Dorsal plating is an accepted treatment for displaced and unstable distal radius fractures. Historically, this technique has been associated with soft tissue complications, specifically, extensor tendon irritation and rupture.1–5 Both plate type (Synthes Pi plate; Synthes, West Chester, Pennsylvania) and implant composition (titanium) have been implicated.2,6 However, more recently, low-profile dorsal plates have been developed in an attempt to minimize these complications. Several case series have shown excellent results with these newer, low-profile stainless steel plates, with low complication rates.7–9 However, the current trend for distal radius fracture fixation continues to be volar locked plating.10
The volar approach was initially believed to decrease the risk of tendon rupture, but there have been multiple reports of both flexor and extensor tendon irritation and rupture.11–14 A recent study showed similar complication rates for volar and dorsal plating.15 One possible explanation for the continued lack of popularity of dorsal plating could be that most studies evaluating the use of dorsal plates for distal radius fractures have relatively short-term follow-up, with limited numbers of patients. Furthermore, most studies have not used low-profile dorsal plates, and no study has evaluated low-profile titanium dorsal plating.
The goal of this study was to determine the functional outcome, radiographic outcome, and complication rate after low-profile titanium dorsal plating of unstable distal radius fractures treated by a single surgeon. The authors’ hypothesis was that treatment of displaced distal radius fractures with open reduction and internal fixation using a dorsal approach with a low-profile titanium plate results in minimal tendon-related complications at follow-up of longer than 1 year.
Materials and Methods
All procedures followed were in accordance with the ethical standards of the responsible committee on human experimentation (institutional and national) and with the Helsinki Declaration of 1975, as revised in 2000. After approval by the authors’ institutional review board was obtained, inpatient and outpatient records, surgical reports, and radiographs of 180 consecutive patients who were treated with dorsal plating because of unstable, dorsally displaced distal radius fractures from January 2001 to May 2008 were retrospectively reviewed.
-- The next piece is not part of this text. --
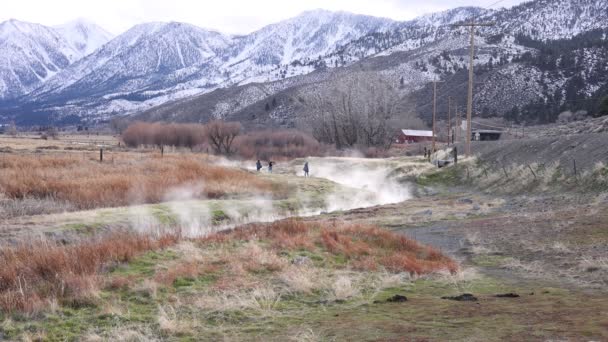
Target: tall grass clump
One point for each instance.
(87, 184)
(37, 273)
(365, 248)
Patients with concomitant ipsilateral upper-extremity injuries, those with multiple trauma, and those treated with additional procedures (percutaneous pinning, external fixation, combination plating with a volar plate) were excluded, resulting in 132 patients. This population was then limited to those with low-profile titanium dorsal plates, which excluded 7 patients. Finally, patients with less than 1 year of follow-up were excluded unless their hardware was removed within 1 year.
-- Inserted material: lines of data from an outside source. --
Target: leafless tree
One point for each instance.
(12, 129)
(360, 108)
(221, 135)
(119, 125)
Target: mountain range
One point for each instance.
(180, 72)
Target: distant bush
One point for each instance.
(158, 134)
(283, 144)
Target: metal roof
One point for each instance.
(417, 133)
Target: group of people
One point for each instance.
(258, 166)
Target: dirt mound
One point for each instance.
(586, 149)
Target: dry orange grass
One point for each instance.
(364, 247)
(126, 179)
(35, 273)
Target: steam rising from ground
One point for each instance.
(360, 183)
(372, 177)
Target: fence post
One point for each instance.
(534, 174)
The remaining 110 patients included 83 women and 27 men. Average age was 54 years (range, 18–92), and average follow-up was 28 months (range, 12–74). There were 52 left-sided fractures and 58 right-sided fractures. The most common mechanism of injury was a fall from height (94), followed by motor vehicle collisions (12), sports-related injuries (2 snowboarding, 1 karate), and an altercation (1).
All fractures were classified according to the AO classification system. There were 64 A-type fractures (21 A2, 43 A3), 2 B-type fractures (1 B1, 1 B2), and 44 C-type fractures (13 C1, 29 C2, 2 C3). All patients were initially treated with closed reduction and splinting before undergoing open reduction and internal fixation with a low-profile titanium dorsal plate by a single surgeon (P.K.B.).
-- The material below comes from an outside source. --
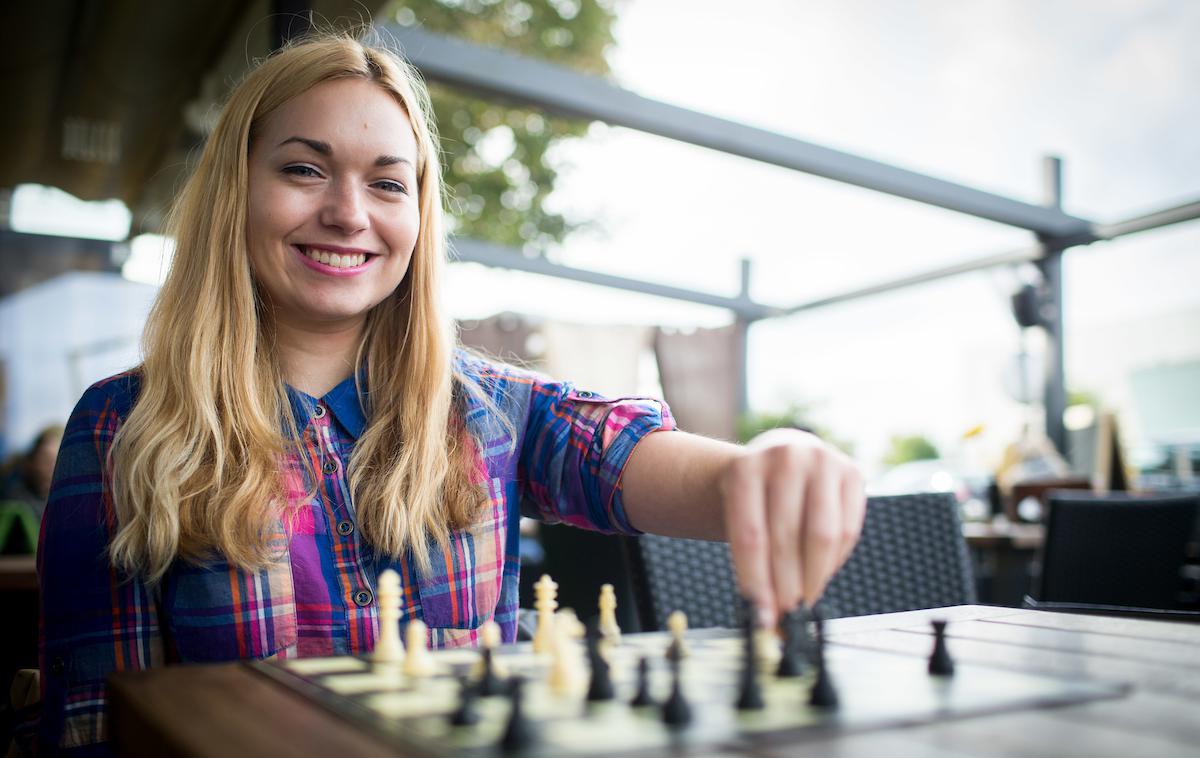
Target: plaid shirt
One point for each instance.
(319, 600)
A standard dorsal approach was performed through a 4- to 5-cm incision over Lister’s tubercle. The extensor pollicis longus tendon was released from the third dorsal extensor compartment of the wrist. The dorsal aspect of the radius was exposed subperiosteally by elevating the deep layer of the extensor retinaculum, which is confluent with the periosteum of the dorsal part of the radius, with care being taken not to violate the floor of the overlying extensor tendons.16 After exposure, the fracture was reduced under direct visualization and with the aid of C-arm fluoroscopy. An anatomically pre-contoured, low-profile, nonlocking, titanium alloy (Ti6AL4V) plate (Acumed, Beaverton, Oregon) was applied directly on the distal radius and secured with appropriately sized 2.7 and 3.5 screws. Three patients required intraoperative structural supplementation with iliac crest bone graft because of severe dorsal comminution in the setting of osteoporotic bone. The extensor retinaculum was then repaired with nonabsorbable 2-0 polyester braided sutures (Ethicon, Somerville, New Jersey), leaving the extensor pollicis longus tendon out of its compartment, thereby effecting subcutaneous transposition of the tendon in an effort to prevent attritional ruptures.
Postoperatively, the wrist was immobilized in a plaster volar splint, but finger range of motion (ROM) was encouraged. One week after surgery, the sutures were removed and the patient was placed in a removable custom-made thermoplastic volar wrist splint. At this time, active and active-assisted ROM of the wrist joint was started. Passive ROM of the wrist and strengthening exercises were started after 6 weeks if there was radiographic evidence of fracture healing.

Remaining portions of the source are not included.